Usualy when you see something so out of order like this it is a problem with notation. On paper you can put lines and dots and everything but on a computer keyboard it is hard for instance the begining section of Yaman kalyan is :
N R G M etc. .
Obviusly what is ment is:
N. R G M etc.
But it is almost imposible to put a dot below the N to signify the lower saptak.
Check out this site http://www.geocities.com/Vienna/Strasse/1364/todicat2.html
It has the scales of many ragas. It does not have of Bilaskhani Todi, but it has of Todi. It may be of help.

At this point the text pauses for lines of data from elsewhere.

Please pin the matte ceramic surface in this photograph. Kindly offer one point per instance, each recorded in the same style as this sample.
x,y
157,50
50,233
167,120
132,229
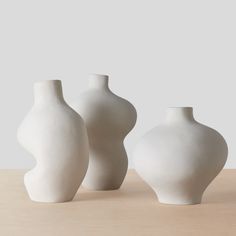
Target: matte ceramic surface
x,y
108,119
56,136
180,157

The combination of different swars make up the different ragas, therefore, the combinations will differ. As to your question about the same swars repeating, the possibility is that they must be the tivra or madhyam or in other words the sharp and flat notes of the same swar. I dont know the scale of Rag Bilaskhani Todi. But the re you are talking about here must be the tivra re below the tivra sa. So it is a higher note than tivra sa in the avaroh.
I will get in touch with my master and get this doubt relating to this particular raga clarified.